While the biomass gasification and cofiring technology is promising for future energy, including green technologies, such as carbon capture and storage and bioresource feedstock, negative carbon emissions are simultaneously possible using these technologies. However, despite these functions, our previous study established that for simulating a biomass reactor, a new model needed to be designed that could improve the accuracy of both real and lab-scale simulations for carbonaceous fuels, such as coal-based applications. Hence, in this study, a biomass experiment utilizing a thermogravimetric analyzer was conducted to obtain varying reaction rate data over carbon conversion, which may then be used to simulate the biomass conversion model and 3D simulation was also conducted for a 500 MWe coal-biomass cofiring boiler. Gasification was obtained at 1000 °C and 1200 °C using CO2 at constant temperature for different biomasses. Compared to the peak exhibited by the random pore model, biomass gasification reaction rates shifted into the later stage of the reaction, thereby yielding irregular reaction rate developments and poor prediction accuracies.
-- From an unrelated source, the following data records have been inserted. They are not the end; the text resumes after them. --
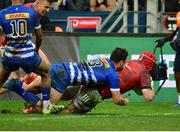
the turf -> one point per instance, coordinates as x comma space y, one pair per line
106, 116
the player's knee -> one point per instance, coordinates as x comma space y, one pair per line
11, 84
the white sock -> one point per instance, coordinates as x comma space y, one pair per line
178, 98
46, 104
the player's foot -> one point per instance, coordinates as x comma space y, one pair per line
55, 109
47, 110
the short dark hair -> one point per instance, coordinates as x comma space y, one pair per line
119, 54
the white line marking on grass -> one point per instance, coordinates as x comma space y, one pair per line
47, 117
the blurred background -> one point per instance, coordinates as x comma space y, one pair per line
76, 30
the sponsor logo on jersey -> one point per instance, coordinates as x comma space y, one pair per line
104, 61
17, 15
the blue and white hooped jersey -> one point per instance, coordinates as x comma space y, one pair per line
18, 23
93, 71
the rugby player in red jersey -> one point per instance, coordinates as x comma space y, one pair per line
134, 76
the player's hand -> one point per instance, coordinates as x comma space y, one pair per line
161, 42
124, 101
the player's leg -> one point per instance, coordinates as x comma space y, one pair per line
35, 64
84, 102
43, 71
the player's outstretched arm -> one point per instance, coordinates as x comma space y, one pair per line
38, 34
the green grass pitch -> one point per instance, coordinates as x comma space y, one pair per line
106, 116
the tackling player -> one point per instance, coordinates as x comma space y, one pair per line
134, 76
96, 71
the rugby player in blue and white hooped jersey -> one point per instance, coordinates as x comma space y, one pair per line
96, 71
18, 22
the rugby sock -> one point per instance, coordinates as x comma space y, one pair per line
26, 95
178, 98
45, 92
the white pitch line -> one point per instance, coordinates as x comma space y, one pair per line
89, 116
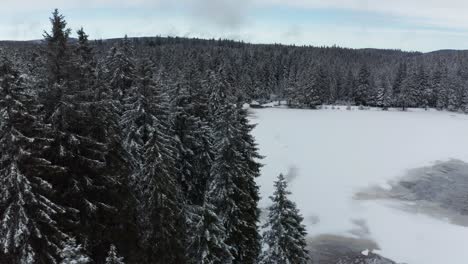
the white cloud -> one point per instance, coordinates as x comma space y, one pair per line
447, 13
236, 19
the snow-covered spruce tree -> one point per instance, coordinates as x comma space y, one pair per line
73, 254
146, 135
194, 144
285, 235
121, 69
92, 185
232, 189
113, 257
309, 95
361, 92
58, 52
28, 210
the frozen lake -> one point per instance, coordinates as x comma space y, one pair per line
333, 154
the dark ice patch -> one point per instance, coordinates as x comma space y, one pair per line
334, 249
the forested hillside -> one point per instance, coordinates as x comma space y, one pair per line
104, 160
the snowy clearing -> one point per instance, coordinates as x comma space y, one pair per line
332, 154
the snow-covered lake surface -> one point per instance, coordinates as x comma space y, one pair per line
333, 154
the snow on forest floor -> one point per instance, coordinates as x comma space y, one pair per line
330, 155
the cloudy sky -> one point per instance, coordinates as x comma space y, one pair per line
420, 25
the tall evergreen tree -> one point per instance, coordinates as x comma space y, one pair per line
285, 234
361, 93
73, 253
92, 185
147, 139
113, 257
232, 190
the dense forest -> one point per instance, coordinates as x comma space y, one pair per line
303, 76
138, 150
111, 153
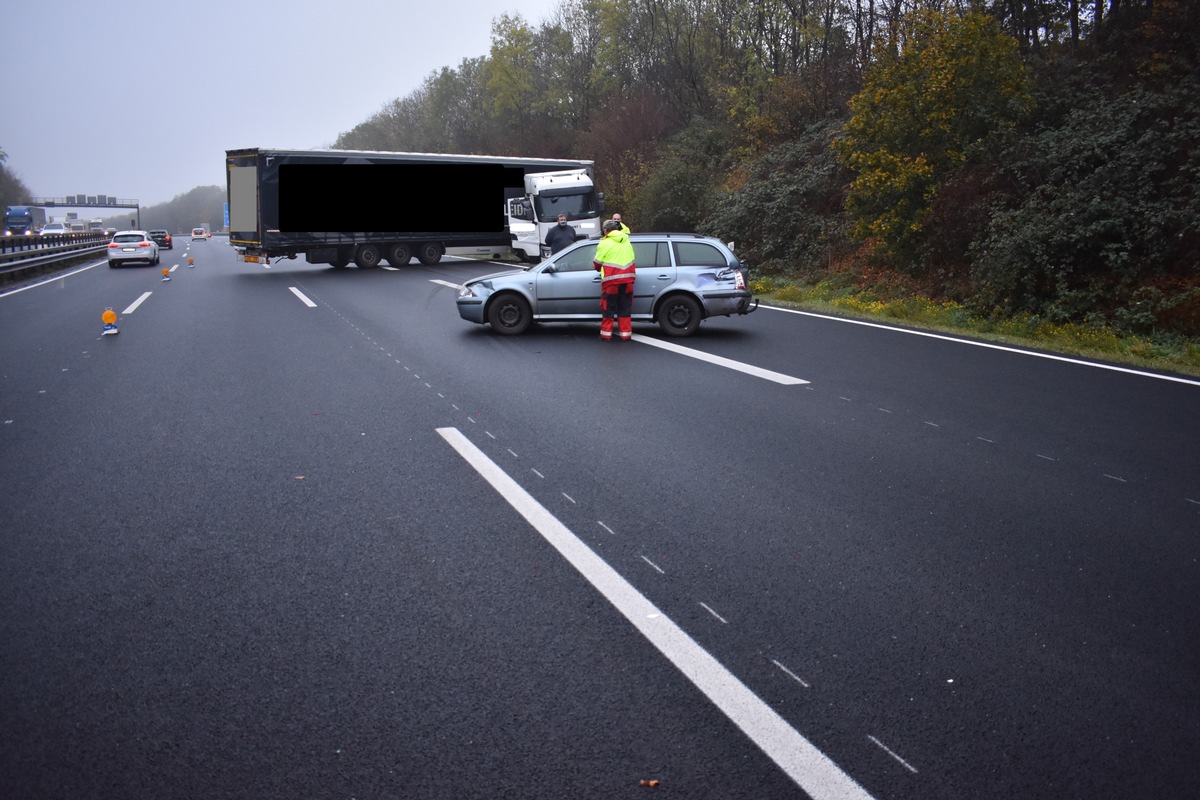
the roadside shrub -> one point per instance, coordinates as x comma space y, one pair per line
786, 215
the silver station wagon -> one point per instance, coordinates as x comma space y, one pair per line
682, 278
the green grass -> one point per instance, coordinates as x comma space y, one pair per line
1103, 343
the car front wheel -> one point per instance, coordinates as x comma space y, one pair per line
679, 316
509, 314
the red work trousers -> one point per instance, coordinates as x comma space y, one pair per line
617, 305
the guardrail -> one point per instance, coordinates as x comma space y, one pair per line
24, 256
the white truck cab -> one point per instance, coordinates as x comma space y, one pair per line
549, 194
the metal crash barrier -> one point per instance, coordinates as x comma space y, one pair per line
23, 256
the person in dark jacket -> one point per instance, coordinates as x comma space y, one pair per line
561, 235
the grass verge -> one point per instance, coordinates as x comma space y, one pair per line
1102, 343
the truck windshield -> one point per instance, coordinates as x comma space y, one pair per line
575, 206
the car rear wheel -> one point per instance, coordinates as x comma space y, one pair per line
679, 316
509, 314
369, 257
400, 254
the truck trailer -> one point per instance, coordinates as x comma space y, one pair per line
337, 206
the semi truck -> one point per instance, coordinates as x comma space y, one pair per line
23, 220
337, 206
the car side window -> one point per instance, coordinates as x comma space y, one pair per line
577, 259
651, 254
690, 253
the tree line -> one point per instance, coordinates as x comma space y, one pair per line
1019, 156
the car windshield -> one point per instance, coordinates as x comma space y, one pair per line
577, 259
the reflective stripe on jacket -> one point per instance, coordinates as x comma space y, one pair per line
615, 259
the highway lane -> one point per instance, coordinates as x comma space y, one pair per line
936, 605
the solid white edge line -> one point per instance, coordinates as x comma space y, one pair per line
987, 344
757, 372
137, 302
303, 299
799, 759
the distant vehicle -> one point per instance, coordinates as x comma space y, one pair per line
682, 280
23, 220
132, 246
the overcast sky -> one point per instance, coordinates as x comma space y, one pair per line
141, 98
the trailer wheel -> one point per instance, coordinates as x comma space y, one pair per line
400, 254
369, 257
429, 253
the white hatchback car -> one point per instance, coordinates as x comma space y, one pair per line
132, 246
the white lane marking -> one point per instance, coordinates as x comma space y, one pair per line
137, 302
791, 674
709, 609
55, 278
888, 751
657, 567
987, 344
795, 755
303, 299
757, 372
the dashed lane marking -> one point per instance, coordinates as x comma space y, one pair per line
303, 299
729, 364
137, 302
798, 758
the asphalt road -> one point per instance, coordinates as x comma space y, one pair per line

With flexibility-enhanced random pore model(FERPM), we observed that correlation factors increased from the previously reported value of 0.7–0.95. In the coal-biomass cofiring boiler, the difference between the Kinetics/Diffusion-limited model and FERPM in biomass combustion aspect was examined, and it was ultimately determined that characteristics of particle reactions through FERPM are valid in 3D analysis. Therefore, this paper proposed a flexibility-enhanced random pore model proven to enhance the prediction accuracy of a simulation.